Yes, I’m proud. I just posted this, my 1000th essay here on my blog, salliebingham.com. The numbers of you, my readers, continues to grow.
I’ve changed and the site has changed since I started it in 2002. Then, I thought of it primarily as a way to draw attention to each of my new books, perhaps inspiring a few readers to buy or come to one of my readings or my writing workshops. My next workshop will be at the Carnegie Center in Lexington in May [Save the date: May 19-21!].
But as I’ve come to know some of you, I’ve found my goals for the blog change as I learn something of your interests.
What a diverse group you are! Most of you are from many parts of Kentucky but there are also occasional responses from far corners of this country and even of the world!
Old friends I haven’t seen in years keep in touch with me in this way, leaving comments on this site and primarily on Facebook, anywhere from a handful to hundreds on each post. And I’m particularly grateful that you haven’t forgotten—although one of my oldest friends refuses to use the internet and so we have phone calls, once a month, instead.
Generous and heart-felt responses to my struggle to save Hopscotch House, where some of you have been on retreats, help me to keep going as the fight closes in on its one year anniversary with no resolution.
Among the most read of my posts are descriptions and discussions of Wolf Pen Mill Farm in Prospect, Kentucky, and the reasons I put it into conservation easements years ago, the way we manage fields and woods, and the careful renovation of the 19th century over-wheel grist mill.
You’ve also enjoyed my many posts on train travel, which makes me wonder if some of you have tried this way of getting around rather than flying everywhere. My post on riding The Lake Shore Limited and The Southwest Chief have appealed to a lot of you.
So as I go forward, I’ll be thinking of more ways to write about preserving our precious land and becoming more conscious of the ways we chose to travel—and, more broadly, of the ways we chose to consume.

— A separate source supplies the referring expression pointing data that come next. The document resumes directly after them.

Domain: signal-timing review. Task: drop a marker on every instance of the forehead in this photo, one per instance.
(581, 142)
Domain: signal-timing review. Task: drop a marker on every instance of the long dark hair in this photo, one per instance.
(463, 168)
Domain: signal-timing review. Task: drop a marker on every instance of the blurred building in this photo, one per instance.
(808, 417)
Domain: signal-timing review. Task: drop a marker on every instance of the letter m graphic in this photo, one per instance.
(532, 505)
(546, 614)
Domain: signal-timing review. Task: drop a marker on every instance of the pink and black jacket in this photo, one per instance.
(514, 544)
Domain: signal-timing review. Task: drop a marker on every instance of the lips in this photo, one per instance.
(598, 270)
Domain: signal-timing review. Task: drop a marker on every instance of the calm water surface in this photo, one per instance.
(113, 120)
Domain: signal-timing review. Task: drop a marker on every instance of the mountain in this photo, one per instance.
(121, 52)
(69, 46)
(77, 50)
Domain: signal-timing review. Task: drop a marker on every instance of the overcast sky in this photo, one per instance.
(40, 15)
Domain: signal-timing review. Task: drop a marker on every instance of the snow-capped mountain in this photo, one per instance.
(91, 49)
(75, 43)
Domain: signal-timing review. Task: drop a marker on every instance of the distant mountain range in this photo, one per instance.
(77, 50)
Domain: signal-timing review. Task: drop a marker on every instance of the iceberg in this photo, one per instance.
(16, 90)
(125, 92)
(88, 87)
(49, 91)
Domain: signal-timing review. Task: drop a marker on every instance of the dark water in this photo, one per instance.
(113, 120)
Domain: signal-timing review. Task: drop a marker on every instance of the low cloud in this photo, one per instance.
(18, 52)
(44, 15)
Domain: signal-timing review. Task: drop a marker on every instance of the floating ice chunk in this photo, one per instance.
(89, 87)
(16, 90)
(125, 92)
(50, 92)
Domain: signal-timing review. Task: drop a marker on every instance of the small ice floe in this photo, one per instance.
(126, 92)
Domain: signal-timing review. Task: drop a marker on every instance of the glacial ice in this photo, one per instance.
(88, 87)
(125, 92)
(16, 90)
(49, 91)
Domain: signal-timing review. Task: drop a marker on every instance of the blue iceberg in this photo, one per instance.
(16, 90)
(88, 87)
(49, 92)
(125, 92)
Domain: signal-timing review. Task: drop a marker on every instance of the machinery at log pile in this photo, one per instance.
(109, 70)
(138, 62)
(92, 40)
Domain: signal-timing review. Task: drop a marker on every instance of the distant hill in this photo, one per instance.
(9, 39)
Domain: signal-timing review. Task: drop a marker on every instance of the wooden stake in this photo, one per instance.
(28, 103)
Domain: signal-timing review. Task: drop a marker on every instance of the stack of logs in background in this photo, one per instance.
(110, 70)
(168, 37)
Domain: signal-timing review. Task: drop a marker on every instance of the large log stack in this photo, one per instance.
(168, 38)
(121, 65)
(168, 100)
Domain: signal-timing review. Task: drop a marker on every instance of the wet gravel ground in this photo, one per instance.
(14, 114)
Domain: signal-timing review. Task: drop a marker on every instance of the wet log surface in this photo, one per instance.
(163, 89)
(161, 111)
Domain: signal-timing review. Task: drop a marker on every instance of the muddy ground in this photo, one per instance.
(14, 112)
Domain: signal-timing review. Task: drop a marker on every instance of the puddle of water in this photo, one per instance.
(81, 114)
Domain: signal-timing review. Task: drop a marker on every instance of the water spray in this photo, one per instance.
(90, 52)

In this time of turmoil your responses about keep on keeping on creating art, writing, exploring and experimenting remind me when I need it most that we will not be moved.
Since my life is in books, I’m including here a photograph of the Truchas Library in a tiny town in the mountains here in Northern New Mexico. The library holds ten thousand books, and also runs a child care center and weaving and painting workshops. It is a beneficiary of New Mexico’s House Bill 27, “The Freedom to Read Law,” just passed, which mandates that “all public libraries follow their current written processes for challenging book removal from their shelves or adopt such policies or lose state funding.” The law is designed to “protect the freedom to read and protect librarians from being prosecuted for making development decisions” such as what new books to order.
The ongoing attempt to control our thinking by controlling what we read will not succeed here in New Mexico.
Is this true elsewhere?
Thanks for the mention of Truchas Library. We are so proud of our Community Center that has been active for the past 50 years. Also, thanks for you support for so many of those years!